Evet arkadaşlar hepinize merhaba. Bu ilk kurgumla birlikte hepinizi selamlıyorum. Sizi sıkmak istemiyorum sadece bir açıklama yapmak istiyorum. Bu kurgu siyasi, polisiye, aksiyon, romantik gibi birçok alana dokunan olaylara sahip bir hikaye olacak. Sizden tek istediğim hikayedeki kurguyu hiçbir şekilde gerçekliğe çekmemeniz. Yapıcı eleştirilere de her zaman açığım.
Hikayeyi şimdilik haftada bir gelecek şekilde yayınlamaya çalışacağım. Bu süre çok ekstrem durumlarda iki haftaya da çıkabilir.
İyi okumalar dilerim...
Başladığınız tarih...
<•><•><•>
"Evren!"
İsmimin seslenilmesiyle gözlerimi yazdığım haber yazımdan alıp müdürüme çevirdim. Çatık kaşları seyrelmiş saçları kadar beyazlarla kaplanmıştı. Sivri çenesindeki gerginlik onun sürekli kapıldığı öfke krizlerinden birinde olduğunu bas bas bağırırken sakin kalmaya çalıştım. "Efendim Adil Bey." diye hızla cevapladığımda bana aksi bakışlarından birini attı.
"Odama gel, hemen!"
Cevabımı beklemeden arkasını bir hışımla döndüğünde burnumdan küçük bir nefes verdim.

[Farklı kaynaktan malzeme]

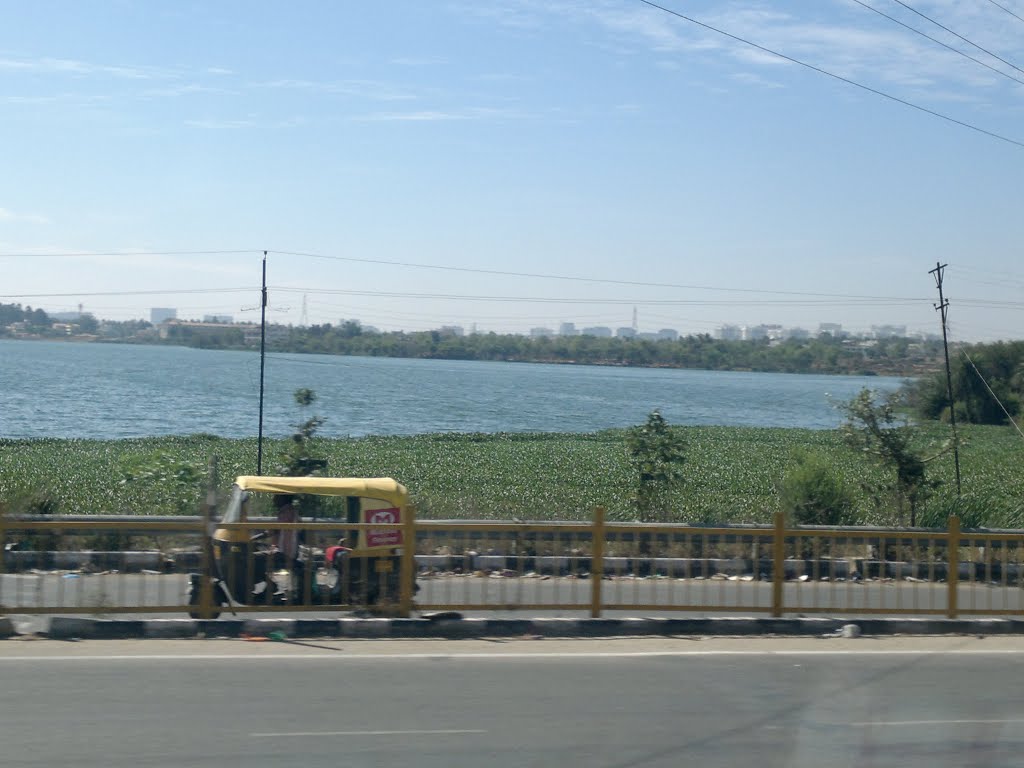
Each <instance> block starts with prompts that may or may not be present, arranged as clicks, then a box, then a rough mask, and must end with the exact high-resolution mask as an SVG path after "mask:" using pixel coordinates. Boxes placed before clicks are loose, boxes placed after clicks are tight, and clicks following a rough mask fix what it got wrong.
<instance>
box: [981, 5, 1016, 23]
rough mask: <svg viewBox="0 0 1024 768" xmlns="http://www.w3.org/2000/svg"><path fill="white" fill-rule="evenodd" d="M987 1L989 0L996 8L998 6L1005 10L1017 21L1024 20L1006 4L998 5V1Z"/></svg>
mask: <svg viewBox="0 0 1024 768" xmlns="http://www.w3.org/2000/svg"><path fill="white" fill-rule="evenodd" d="M988 2H990V3H991V4H992V5H994V6H995V7H996V8H1000V9H1001V10H1005V11H1006V12H1007V13H1009V14H1010V15H1012V16H1013V17H1014V18H1016V19H1017V20H1018V22H1024V18H1021V17H1020V16H1018V15H1017V14H1016V13H1014V12H1013V11H1012V10H1010V8H1008V7H1007V6H1006V5H1000V4H999V3H997V2H995V0H988Z"/></svg>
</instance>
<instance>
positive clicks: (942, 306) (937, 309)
mask: <svg viewBox="0 0 1024 768" xmlns="http://www.w3.org/2000/svg"><path fill="white" fill-rule="evenodd" d="M945 268H946V265H945V264H940V263H939V262H938V261H936V262H935V268H934V269H929V271H928V273H929V274H931V275H933V276H934V278H935V287H936V288H938V289H939V303H938V304H935V305H934V306H935V308H936V309H937V310H938V311H939V313H940V314H941V316H942V350H943V352H944V353H945V357H946V395H947V396H948V398H949V426H950V427H952V430H953V464H954V465H955V467H956V496H959V494H961V482H959V440H958V438H957V437H956V402H955V400H953V375H952V373H951V372H950V370H949V342H948V341H947V340H946V310H948V309H949V300H948V299H946V298H945V296H943V295H942V273H943V271H945Z"/></svg>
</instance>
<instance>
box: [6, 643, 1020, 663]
mask: <svg viewBox="0 0 1024 768" xmlns="http://www.w3.org/2000/svg"><path fill="white" fill-rule="evenodd" d="M954 655H955V656H1008V655H1011V656H1019V655H1024V648H1019V649H1014V648H995V649H990V650H975V649H969V648H964V649H957V648H945V649H938V650H857V649H854V648H849V647H846V648H837V649H835V650H651V651H585V652H582V653H578V652H572V651H555V652H552V651H539V652H535V653H530V652H519V651H513V652H508V653H495V652H490V653H483V652H472V653H436V652H435V653H353V654H346V653H345V652H344V651H343V650H338V651H335V652H333V653H245V654H242V653H154V654H148V655H146V654H141V653H136V654H110V655H97V654H94V653H93V654H89V655H74V654H71V655H26V656H18V655H3V645H2V644H0V663H3V662H89V663H96V662H147V660H153V662H266V660H271V659H272V660H280V662H290V660H295V662H328V660H331V662H338V663H343V662H381V660H388V659H390V660H444V662H450V660H461V659H487V660H500V659H503V658H506V659H510V660H522V659H527V658H529V659H538V658H549V659H561V660H564V659H567V658H659V657H660V658H682V657H687V656H698V657H699V656H750V657H760V658H765V657H770V656H780V657H781V656H790V657H792V656H954Z"/></svg>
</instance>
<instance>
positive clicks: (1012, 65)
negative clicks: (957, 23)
mask: <svg viewBox="0 0 1024 768" xmlns="http://www.w3.org/2000/svg"><path fill="white" fill-rule="evenodd" d="M893 2H894V3H896V4H898V5H902V6H903V7H904V8H906V9H907V10H908V11H910V12H911V13H916V14H918V15H919V16H921V17H922V18H924V19H925V20H927V22H931V23H932V24H934V25H935V26H936V27H938V28H939V29H940V30H945V31H946V32H948V33H949V34H950V35H952V36H953V37H955V38H958V39H961V40H963V41H964V42H965V43H967V44H968V45H973V46H974V47H975V48H977V49H978V50H980V51H982V52H983V53H987V54H988V55H990V56H991V57H992V58H996V59H998V60H999V61H1002V63H1005V65H1006V66H1007V67H1012V68H1014V69H1015V70H1017V72H1019V73H1021V74H1022V75H1024V70H1022V69H1021V68H1020V67H1018V66H1017V65H1015V63H1013V62H1012V61H1008V60H1007V59H1005V58H1002V56H999V55H997V54H995V53H992V51H990V50H988V49H987V48H982V47H981V46H980V45H978V44H977V43H976V42H974V41H972V40H968V39H967V38H966V37H964V36H963V35H961V34H958V33H955V32H953V31H952V30H950V29H949V28H948V27H946V26H945V25H943V24H940V23H939V22H936V20H935V19H934V18H932V17H931V16H928V15H925V14H924V13H922V12H921V11H920V10H918V9H916V8H914V7H912V6H910V5H907V4H906V3H904V2H903V0H893Z"/></svg>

Adil Şensöz sert bir insandı. Uzun zamandır kanalda çalışmasının verdiği tecrübeyle memnun edilmesi zor bir müdürdü. Birçok kez gazete haberleri için yazdığım makalelerime burun bükmüşlüğü olsa da ona kızmazdım. Bu gibi şeyleri kişisel algılamamaya başlayalı çok olmuştu. Hatta bana sektörde bir baba yaklaşımıyla olan desteğini her zaman hissetmiştim.
Sandalyemden ayaklanırken karşı masadan bana bakan iş arkadaşım Direnç ile bakışlarımız kesişince güven verici bir gülümsemeyle ona baktım. Bu onu tatmin etmese de sessiz kaldı. Fakat endişeli bakışlarının odaya giderken sırtıma dikilmiş olduğunu hissedebiliyordum.

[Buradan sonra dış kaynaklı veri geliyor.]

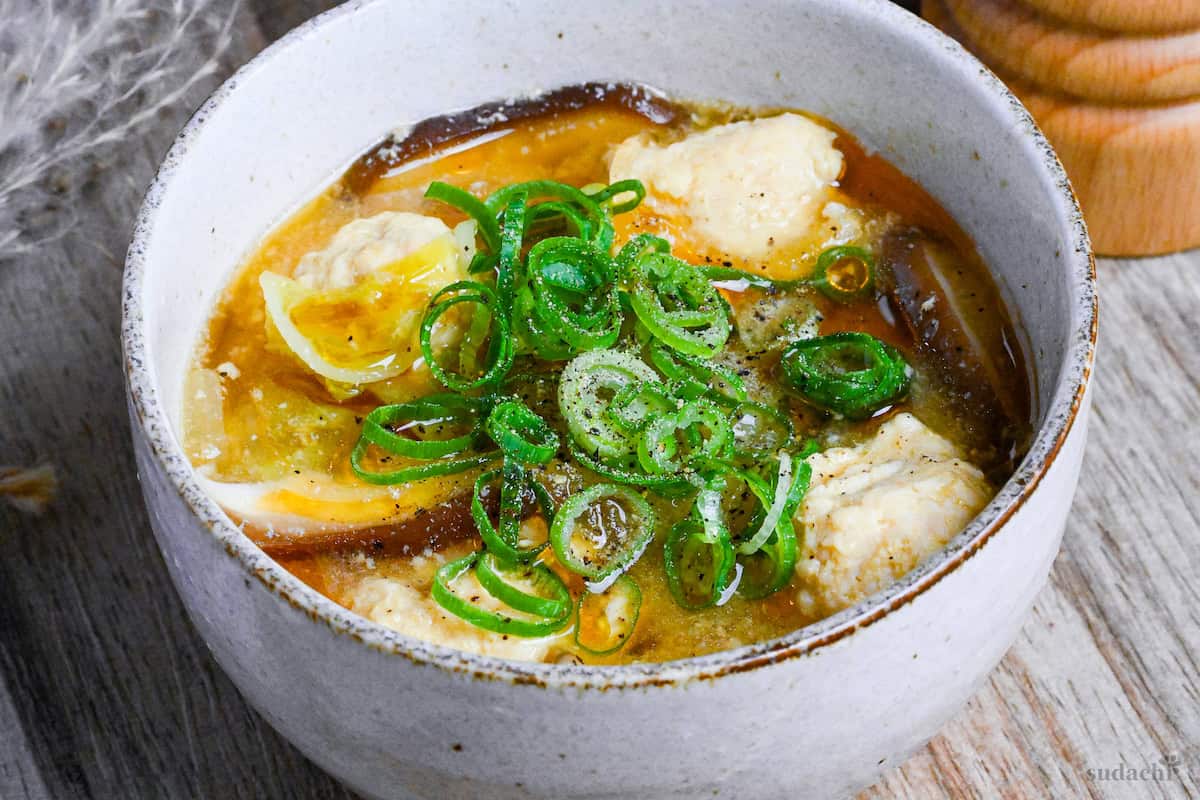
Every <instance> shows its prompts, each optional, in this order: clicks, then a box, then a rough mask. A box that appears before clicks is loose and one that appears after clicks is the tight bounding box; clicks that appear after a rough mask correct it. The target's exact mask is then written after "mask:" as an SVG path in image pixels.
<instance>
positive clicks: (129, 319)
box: [121, 0, 1097, 690]
mask: <svg viewBox="0 0 1200 800" xmlns="http://www.w3.org/2000/svg"><path fill="white" fill-rule="evenodd" d="M384 1H386V0H358V1H355V2H348V4H346V5H342V6H338V7H336V8H334V10H331V11H328V12H325V13H323V14H320V16H318V17H314V18H312V19H310V20H308V22H306V23H304V24H302V25H300V26H299V28H296V29H295V30H293V31H290V32H289V34H288V35H286V36H283V37H282V38H280V40H278V41H277V42H275V43H274V44H271V46H270V47H268V48H266V49H264V50H263V52H262V53H259V54H258V55H257V56H256V58H254V59H252V60H251V61H250V62H248V64H246V65H245V66H244V67H241V70H239V71H238V72H236V73H235V74H234V76H232V77H230V78H229V79H228V80H226V83H224V84H222V85H221V88H220V89H217V90H216V91H215V92H214V94H212V95H211V96H210V97H209V98H208V100H206V101H205V103H204V104H203V106H202V107H200V108H199V110H197V112H196V114H194V115H193V116H192V118H191V120H188V122H187V124H186V125H185V127H184V130H182V131H181V132H180V134H179V137H178V138H176V139H175V142H174V144H173V145H172V148H170V150H169V152H168V154H167V157H166V158H164V161H163V163H162V167H161V168H160V169H158V173H157V175H156V178H155V180H154V182H152V184H151V186H150V188H149V191H148V193H146V197H145V201H144V204H143V206H142V210H140V212H139V216H138V221H137V225H136V229H134V231H133V239H132V242H131V245H130V251H128V255H127V258H126V263H125V276H124V293H122V294H124V307H122V325H121V339H122V347H124V353H125V368H126V377H127V391H128V397H130V401H131V407H132V409H133V414H134V416H136V417H137V420H138V423H139V425H140V426H142V431H143V433H144V434H145V437H146V440H148V441H149V445H150V449H151V451H152V452H154V456H155V458H157V461H158V465H160V467H161V468H162V469H163V471H164V473H166V475H167V476H168V477H169V479H170V482H172V483H173V485H174V487H175V489H176V491H178V492H179V494H180V497H182V499H184V500H185V501H186V503H187V505H188V506H190V507H191V510H192V512H193V513H194V515H196V516H197V517H198V518H199V519H200V521H202V522H203V523H204V524H205V525H206V527H208V528H209V529H210V530H211V531H212V535H214V536H215V537H216V539H217V541H218V542H220V543H221V545H222V546H223V547H224V549H226V552H227V553H228V555H229V558H233V559H236V560H238V561H239V563H240V564H241V566H242V567H244V569H245V570H246V572H247V573H250V575H252V576H254V578H257V579H258V581H259V582H262V584H263V585H264V587H265V588H266V590H268V591H270V593H272V594H275V595H276V596H277V597H280V599H281V600H282V601H284V602H287V603H289V604H290V606H292V607H293V608H294V609H296V610H299V612H301V613H304V614H306V615H307V616H308V618H310V620H311V621H312V622H313V624H314V625H326V626H328V627H329V628H330V630H331V631H332V632H334V633H336V634H341V636H344V637H346V638H347V645H348V646H367V648H371V649H373V650H377V651H379V652H383V654H388V655H395V656H398V657H402V658H407V660H410V661H412V662H415V663H419V664H427V666H431V667H436V668H439V669H445V670H449V672H454V673H461V674H464V675H470V676H473V678H475V679H479V680H500V681H509V682H515V684H527V685H536V686H544V687H576V688H588V690H613V688H646V687H652V686H670V685H676V684H682V682H686V681H691V680H712V679H716V678H720V676H722V675H730V674H734V673H739V672H745V670H749V669H755V668H757V667H762V666H767V664H772V663H778V662H780V661H785V660H788V658H794V657H799V656H806V655H810V654H814V652H815V651H817V650H818V649H821V648H823V646H826V645H829V644H832V643H834V642H838V640H840V639H842V638H845V637H847V636H850V634H852V633H854V632H856V631H858V630H862V628H864V627H866V626H869V625H871V624H874V622H876V621H878V620H881V619H883V618H884V616H887V615H888V614H889V613H890V612H893V610H895V609H898V608H900V607H902V606H904V604H906V603H908V602H913V601H914V600H917V599H918V597H919V596H920V595H922V594H923V593H924V591H925V590H928V589H929V588H930V587H932V585H934V584H936V583H937V582H938V581H941V579H942V578H943V577H946V576H947V575H949V573H950V572H953V571H954V570H955V569H956V567H958V566H960V565H961V564H964V563H965V561H966V560H967V559H970V558H972V557H973V555H974V554H976V553H978V552H979V551H980V549H982V548H983V547H984V545H986V543H988V541H989V540H991V537H992V536H994V535H995V534H996V533H997V531H998V530H1000V529H1001V528H1002V527H1003V524H1004V523H1006V522H1007V521H1008V519H1009V518H1010V517H1012V516H1013V515H1014V513H1015V512H1016V510H1018V509H1020V507H1021V506H1022V505H1024V504H1025V501H1026V500H1027V499H1028V497H1030V495H1031V494H1032V493H1033V492H1034V491H1036V488H1037V486H1038V483H1039V482H1040V480H1042V477H1043V476H1044V475H1045V473H1046V470H1048V469H1049V468H1050V465H1051V464H1052V463H1054V459H1055V457H1056V456H1057V453H1058V451H1060V450H1061V449H1062V446H1063V443H1064V441H1066V439H1067V435H1068V433H1069V432H1070V429H1072V426H1073V425H1074V422H1075V419H1076V416H1078V414H1079V411H1080V408H1081V405H1082V403H1084V397H1085V391H1086V389H1087V384H1088V379H1090V377H1091V372H1092V363H1093V357H1094V350H1096V336H1097V296H1096V264H1094V259H1093V257H1092V249H1091V243H1090V241H1088V236H1087V229H1086V227H1085V224H1084V218H1082V215H1081V212H1080V210H1079V204H1078V201H1076V199H1075V196H1074V193H1073V191H1072V188H1070V185H1069V182H1068V180H1067V174H1066V173H1064V172H1063V168H1062V164H1061V163H1060V162H1058V158H1057V156H1056V155H1055V152H1054V150H1052V149H1051V146H1050V144H1049V143H1048V142H1046V140H1045V137H1044V136H1043V134H1042V132H1040V130H1038V127H1037V125H1036V124H1034V121H1033V119H1032V118H1031V116H1030V114H1028V112H1027V110H1026V109H1025V107H1024V106H1021V103H1020V101H1018V100H1016V97H1014V96H1013V94H1012V92H1009V91H1008V89H1007V88H1006V86H1004V85H1003V84H1002V83H1001V80H1000V79H998V78H997V77H996V76H995V74H994V73H991V72H990V71H989V70H988V68H986V67H984V66H983V65H982V64H980V62H979V61H977V60H976V59H974V56H972V55H971V54H970V53H967V52H966V50H965V49H962V47H961V46H959V44H958V43H956V42H954V41H953V40H950V38H949V37H947V36H944V35H942V34H941V32H940V31H937V30H936V29H935V28H934V26H931V25H929V24H928V23H925V22H924V20H922V19H920V18H919V17H917V16H914V14H911V13H908V12H906V11H904V10H902V8H900V7H899V6H895V5H893V4H892V2H889V1H888V0H858V2H856V4H851V5H853V6H854V11H856V12H857V13H858V14H859V16H860V17H862V18H863V22H864V24H874V25H888V26H892V28H893V29H894V30H895V31H896V34H898V35H900V36H907V37H911V38H912V40H913V41H914V42H916V43H917V44H918V46H919V47H920V48H923V49H925V50H926V52H929V53H930V54H931V56H932V58H935V59H937V58H942V59H949V60H952V61H953V62H956V66H958V67H959V68H960V70H961V71H965V72H967V73H974V74H977V76H978V83H979V89H982V90H983V91H985V92H988V94H989V95H990V96H991V100H992V101H994V102H996V103H998V104H1000V107H1003V108H1007V110H1008V113H1009V114H1010V128H1012V130H1014V131H1021V132H1024V136H1027V137H1028V138H1030V140H1031V143H1032V144H1033V149H1034V151H1036V152H1037V154H1038V160H1037V163H1034V164H1032V166H1033V167H1034V168H1038V169H1040V170H1042V173H1043V175H1044V176H1045V178H1048V179H1049V180H1050V181H1051V182H1052V185H1054V190H1055V199H1056V201H1057V205H1058V210H1060V212H1061V215H1062V218H1064V219H1067V221H1068V230H1066V231H1064V233H1066V234H1067V241H1068V248H1069V252H1067V253H1066V259H1064V260H1066V269H1068V270H1069V273H1070V275H1069V278H1070V293H1072V295H1073V297H1072V303H1073V305H1074V307H1073V309H1072V311H1073V314H1074V315H1075V318H1076V319H1078V320H1079V321H1078V324H1076V325H1075V327H1074V330H1073V331H1072V332H1070V337H1069V339H1068V344H1067V351H1066V353H1064V354H1063V356H1062V357H1063V373H1062V374H1060V378H1058V385H1057V386H1056V387H1055V391H1054V396H1052V398H1051V399H1050V405H1049V409H1048V413H1046V417H1045V422H1044V423H1043V425H1042V426H1040V427H1039V429H1038V431H1037V434H1036V437H1034V440H1033V443H1032V446H1031V449H1030V452H1028V455H1027V456H1026V458H1025V461H1024V462H1022V463H1021V465H1020V468H1019V469H1018V470H1016V473H1015V474H1014V475H1013V476H1012V477H1010V479H1009V480H1008V482H1007V483H1006V485H1004V486H1003V487H1002V488H1001V491H1000V493H998V494H997V495H996V497H995V498H994V499H992V501H991V503H990V504H988V506H986V507H985V509H984V510H983V511H982V512H980V513H979V515H978V516H977V517H976V518H974V519H973V521H972V522H971V524H970V525H967V528H966V529H964V530H962V531H961V533H960V534H959V535H958V536H955V537H954V539H953V540H952V541H950V542H949V543H948V545H947V547H946V548H943V549H942V551H941V552H940V553H938V554H936V555H935V557H932V558H930V559H929V560H928V561H925V563H924V564H922V565H920V566H918V567H917V569H916V570H913V571H912V572H910V573H908V575H907V576H905V577H904V578H901V579H900V581H898V582H896V583H894V584H892V585H890V587H888V588H887V589H884V590H882V591H880V593H876V594H874V595H871V596H870V597H868V599H865V600H863V601H862V602H859V603H858V604H856V606H853V607H851V608H848V609H846V610H844V612H840V613H838V614H835V615H833V616H829V618H827V619H823V620H821V621H817V622H815V624H812V625H809V626H805V627H803V628H799V630H797V631H793V632H792V633H788V634H787V636H784V637H780V638H776V639H772V640H768V642H760V643H756V644H750V645H745V646H740V648H736V649H732V650H725V651H720V652H715V654H710V655H706V656H697V657H691V658H683V660H678V661H668V662H658V663H638V664H628V666H617V667H588V666H580V664H550V663H528V662H518V661H510V660H506V658H498V657H494V656H480V655H475V654H469V652H463V651H460V650H455V649H451V648H446V646H443V645H438V644H432V643H430V642H425V640H421V639H416V638H412V637H408V636H404V634H402V633H398V632H396V631H392V630H389V628H386V627H383V626H382V625H378V624H376V622H372V621H370V620H367V619H365V618H362V616H359V615H358V614H355V613H353V612H350V610H348V609H346V608H343V607H342V606H338V604H336V603H334V602H332V601H330V600H328V599H326V597H324V596H323V595H320V594H318V593H317V591H316V590H313V589H311V588H310V587H308V585H306V584H305V583H302V582H301V581H300V579H299V578H296V577H294V576H293V575H292V573H289V572H288V571H287V570H284V569H283V567H281V566H280V565H278V564H276V563H275V561H274V560H272V559H271V558H270V557H268V555H266V554H265V553H264V552H263V551H262V549H259V548H258V547H257V546H256V545H254V543H253V542H252V541H251V540H250V539H248V537H247V536H245V534H242V533H241V530H239V528H238V527H236V525H234V524H233V522H232V521H230V519H229V517H228V516H226V513H224V512H223V511H222V510H221V509H220V506H217V504H216V503H215V501H214V500H211V499H210V498H209V497H208V495H206V494H205V493H204V492H203V491H202V489H200V487H199V485H198V482H197V481H196V477H194V473H193V469H192V467H191V464H190V463H188V461H187V458H186V456H185V455H184V452H182V450H181V447H180V445H179V444H178V443H176V440H175V437H174V435H173V434H172V429H170V423H169V421H168V415H167V411H166V409H164V408H163V407H162V403H161V401H160V395H158V390H157V384H156V377H155V373H154V368H152V366H151V365H150V363H149V361H148V359H146V345H145V331H144V326H145V319H144V315H143V297H142V294H143V275H144V272H145V270H146V257H145V247H146V242H148V241H149V239H150V234H151V231H152V229H154V225H155V224H156V216H157V215H156V211H157V207H158V205H160V203H161V199H162V197H163V194H164V193H166V191H167V190H168V187H169V185H170V182H172V180H173V178H174V176H175V172H176V168H178V166H179V163H180V162H181V161H182V160H185V158H186V157H187V152H188V148H190V146H191V144H192V140H193V139H194V138H196V136H197V134H198V132H199V131H200V130H202V128H203V127H204V125H205V122H206V120H208V119H209V116H210V115H211V114H212V113H214V110H215V109H216V108H217V107H218V106H220V104H221V103H222V102H223V101H224V98H226V97H228V96H229V95H230V94H232V92H234V91H236V90H238V85H239V84H240V83H241V80H242V79H244V78H246V77H248V76H251V74H253V73H256V72H257V71H258V70H262V68H265V67H266V65H268V64H269V62H270V61H271V59H272V56H274V55H275V54H276V53H278V52H280V50H282V49H284V48H288V47H292V46H294V44H296V43H299V42H301V41H304V40H307V38H310V37H312V36H316V35H319V34H320V32H322V29H323V28H324V26H325V25H326V24H328V23H330V22H332V20H335V19H338V18H341V17H342V16H343V14H353V13H355V12H356V11H358V10H359V8H361V7H364V6H368V5H374V4H376V2H384ZM832 1H833V0H814V5H817V6H820V5H822V4H827V2H832Z"/></svg>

Koyu kahve tonlarında ahşapla kaplı odaya girdiğimde o basık boğuk hava çevremi sarmıştı. İnce bedenini masasının arkasındaki deri koltuğa bırakmış bana memnuniyetsiz bir ifadeyle bakıyordu. Masasının önünde durup ellerimi arkamda birleştirdim.

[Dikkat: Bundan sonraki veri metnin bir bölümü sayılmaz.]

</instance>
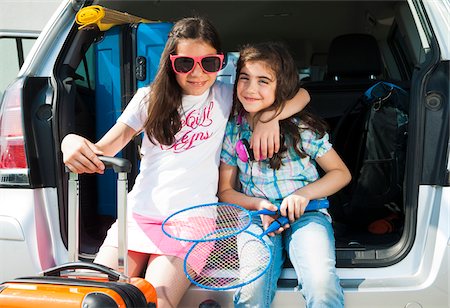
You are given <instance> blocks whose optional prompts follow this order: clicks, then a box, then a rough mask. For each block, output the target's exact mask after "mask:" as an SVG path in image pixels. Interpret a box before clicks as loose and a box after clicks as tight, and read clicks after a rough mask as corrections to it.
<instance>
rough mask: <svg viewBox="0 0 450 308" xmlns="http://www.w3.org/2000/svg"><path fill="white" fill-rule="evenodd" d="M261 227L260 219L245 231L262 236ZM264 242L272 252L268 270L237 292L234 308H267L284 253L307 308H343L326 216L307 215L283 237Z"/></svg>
mask: <svg viewBox="0 0 450 308" xmlns="http://www.w3.org/2000/svg"><path fill="white" fill-rule="evenodd" d="M261 225H262V224H261V219H260V218H259V217H256V218H255V219H254V221H253V224H252V225H251V226H250V227H249V229H248V230H249V231H251V232H253V233H255V234H261V233H262V232H263V230H262V227H261ZM263 239H264V241H266V243H268V245H269V247H270V249H271V251H272V258H273V259H272V260H273V261H272V263H271V266H270V267H269V269H268V270H267V272H266V273H265V274H264V275H263V276H262V277H261V278H259V279H257V280H255V281H254V282H252V283H250V284H248V285H246V286H243V287H241V288H239V289H238V290H237V291H236V293H235V295H234V304H235V307H270V304H271V303H272V301H273V299H274V297H275V292H276V290H277V281H278V278H279V277H280V274H281V270H282V269H283V264H284V261H285V255H286V254H285V253H284V252H285V251H286V252H287V254H288V256H289V257H290V260H291V263H292V265H293V266H294V269H295V272H296V273H297V278H298V285H299V287H300V288H301V293H302V295H303V297H304V298H305V301H306V306H307V307H333V308H335V307H344V294H343V291H342V288H341V286H340V284H339V277H338V276H337V274H336V267H335V265H336V258H335V246H334V234H333V228H332V226H331V223H330V220H329V218H328V217H327V216H326V215H325V214H323V213H320V212H316V211H315V212H307V213H305V214H303V215H302V216H301V217H300V219H298V220H297V221H295V222H294V223H292V224H291V227H290V228H289V229H288V230H286V231H284V232H283V233H282V234H277V235H276V236H274V237H269V236H265V237H264V238H263Z"/></svg>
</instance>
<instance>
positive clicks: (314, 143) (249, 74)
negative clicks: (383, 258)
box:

"Bana Tekiner'leri araştırmadığını söyle." Diye direkt konuya girdiğinde gözlerimi ondan kaçırmadım. Bunu bu kadar hızlı öğrenmesini beklemiyordum. Yine de şaşırmamıştım.
Tekiner'ler diye bahsettiği aile son iki nesildir köklenen bir lojistik firmasının kurucusuydu. Şirket oldukça hızlı bir biçimde büyümüştü ve ben dahil birçok insanın şüphesini üzerine çekmişti. Fakat kimse bir şey araştırmıyordu. Çünkü haklarında makale yazan bir gazeteci çoktan kayıplara karışmıştı bile. Bunun bir gözdağı olduğunu biliyorduk. Yine de onları araştırma merakımı durduramamıştım. Altından çıkacak pisliklerin kokusunu alabiliyordum. Ve burnumu oraya sokmam için yeterliydi.
"Bunu nereden öğrendin? Henüz onları rahatsız edecek kadar ileriye gitmemiştim." Sıkıntıyla bıyıklarıyla oynamaya başladığında gözlerini yumdu.
"Cesaretini takdir ediyorum Evren. Fakat onlar kadar güçlü bir aileyle baş edebilecek kadar iyi olduğunu sana düşündüren ne? Kariyerinin başındayken boka basmak mı istiyorsun, gerçekten?" Kullandığı argoyu göz ardı ettim. Bu gibi argo diline alışıktım.
"Adil Amca, bunu yapabileceğimi biliyorsun." diye konuştuğumda bana ikaz edercesine bir bakış attı. İş yerinde ona böyle hitap etmemi sevmezdi. Bunun etik olmadığını söylerdi. Dilimi istemsizce ısırıp kendimi susturdum. Sesli bir nefes verip omuzlarımı düşürdüm. "Bu kariyerim için büyük bir fırsat. Bunu sen de biliyorsun. Şirketin altında çalışan birkaç paravan şirket buldum. Bunun ucunun nerelere bağlanacağını ikimiz de biliyoruz. Bu noktada durmak kendime, işime saygısızlık olur."
ŞİMDİ OKUDUĞUN
YARGI SARMALI
AzioneBazen kader insanları birbirlerine bağlar. Onlar bunu başta fark etmezler. Ufak ufak örer ağını. Geçmişleri, şimdileri ve gelecekleri birbirlerine sarılır. Dönerler birbirleri etrafında... Döndükçe dolanır, dolandıkça düğüm olur, düğüm oldukça da bi...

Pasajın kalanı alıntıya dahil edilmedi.